Taft, who said that the Leadership group was "delighted" that Carmona has agreed to issue the Call to Action, noted that former Surgeon General Koop's landmark report on tobacco didn't include policy recommendations, either, but still led to a paradigm shift in how the nation viewed smoking. "We hope that this is the beginning of a shift on childhood drinking," she told Join Together. 

"Most parents spend a lot of time protecting their children from diseases, but when it comes to alcohol, they don't think that that first drink could set their children off on a lifetime of disease," said Taft.

While noting that "price and availability have a lot to do with whether kids hear their parents words or not," Taft stressed the need to educate the public in order to build momentum for broader policy changes. She credited ICCPUD for funding a series of local town hall meetings on underage drinking this spring, and expressed hope that the Surgeon General's report would be released shortly thereafter, perhaps in April to correspond with Alcohol Awareness Month.

"With obesity, who would have thought that cereal companies would be looking to ways to cut sugar and trans-fats out of cereal?" noted Taft. "They're doing it because they think the public demands it."

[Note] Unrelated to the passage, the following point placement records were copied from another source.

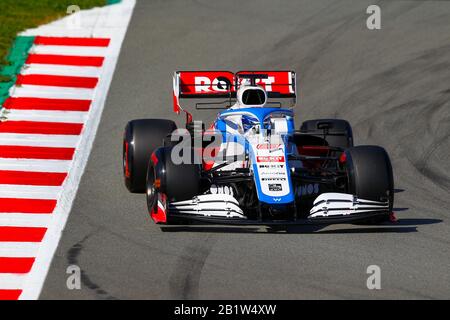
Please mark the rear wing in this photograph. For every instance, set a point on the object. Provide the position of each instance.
(224, 84)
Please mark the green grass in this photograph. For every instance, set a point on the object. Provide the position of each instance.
(19, 15)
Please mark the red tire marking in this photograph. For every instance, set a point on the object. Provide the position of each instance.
(10, 294)
(36, 206)
(65, 60)
(22, 234)
(16, 265)
(47, 153)
(66, 41)
(47, 104)
(57, 81)
(32, 178)
(37, 127)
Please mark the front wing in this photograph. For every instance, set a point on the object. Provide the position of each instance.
(328, 208)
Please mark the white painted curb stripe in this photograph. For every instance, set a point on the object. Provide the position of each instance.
(70, 50)
(37, 140)
(35, 165)
(46, 116)
(108, 22)
(51, 92)
(60, 70)
(29, 192)
(22, 220)
(18, 250)
(12, 281)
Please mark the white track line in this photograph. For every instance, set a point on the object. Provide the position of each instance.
(51, 92)
(70, 50)
(29, 192)
(19, 249)
(35, 165)
(38, 140)
(60, 70)
(24, 220)
(46, 116)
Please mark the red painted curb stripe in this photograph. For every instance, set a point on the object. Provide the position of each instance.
(47, 153)
(22, 234)
(10, 294)
(37, 127)
(47, 104)
(57, 81)
(38, 206)
(16, 265)
(67, 41)
(32, 178)
(65, 60)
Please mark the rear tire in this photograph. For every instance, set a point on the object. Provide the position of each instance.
(177, 181)
(370, 175)
(141, 138)
(321, 126)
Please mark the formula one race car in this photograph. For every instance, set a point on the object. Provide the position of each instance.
(251, 166)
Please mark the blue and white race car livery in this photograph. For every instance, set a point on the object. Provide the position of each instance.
(252, 166)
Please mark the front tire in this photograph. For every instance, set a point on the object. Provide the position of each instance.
(141, 138)
(370, 175)
(336, 132)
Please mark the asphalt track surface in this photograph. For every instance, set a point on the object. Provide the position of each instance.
(393, 85)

The culture surrounding underage drinking has "changed so gradually that people don't realize where we are," Taft added. "We don't get indignant when we see ads aimed at children ... with gas stations selling alcohol, or when you have sporting events clearly geared to kids with alcohol ads everywhere ... We have to [raise] general awareness of what has happened before we can do anything about it. The Surgeon General's report can do that." 

Editor's note: Through tomorrow, March 15, the public may submit comments to the Surgeon General about the upcoming Call to Action.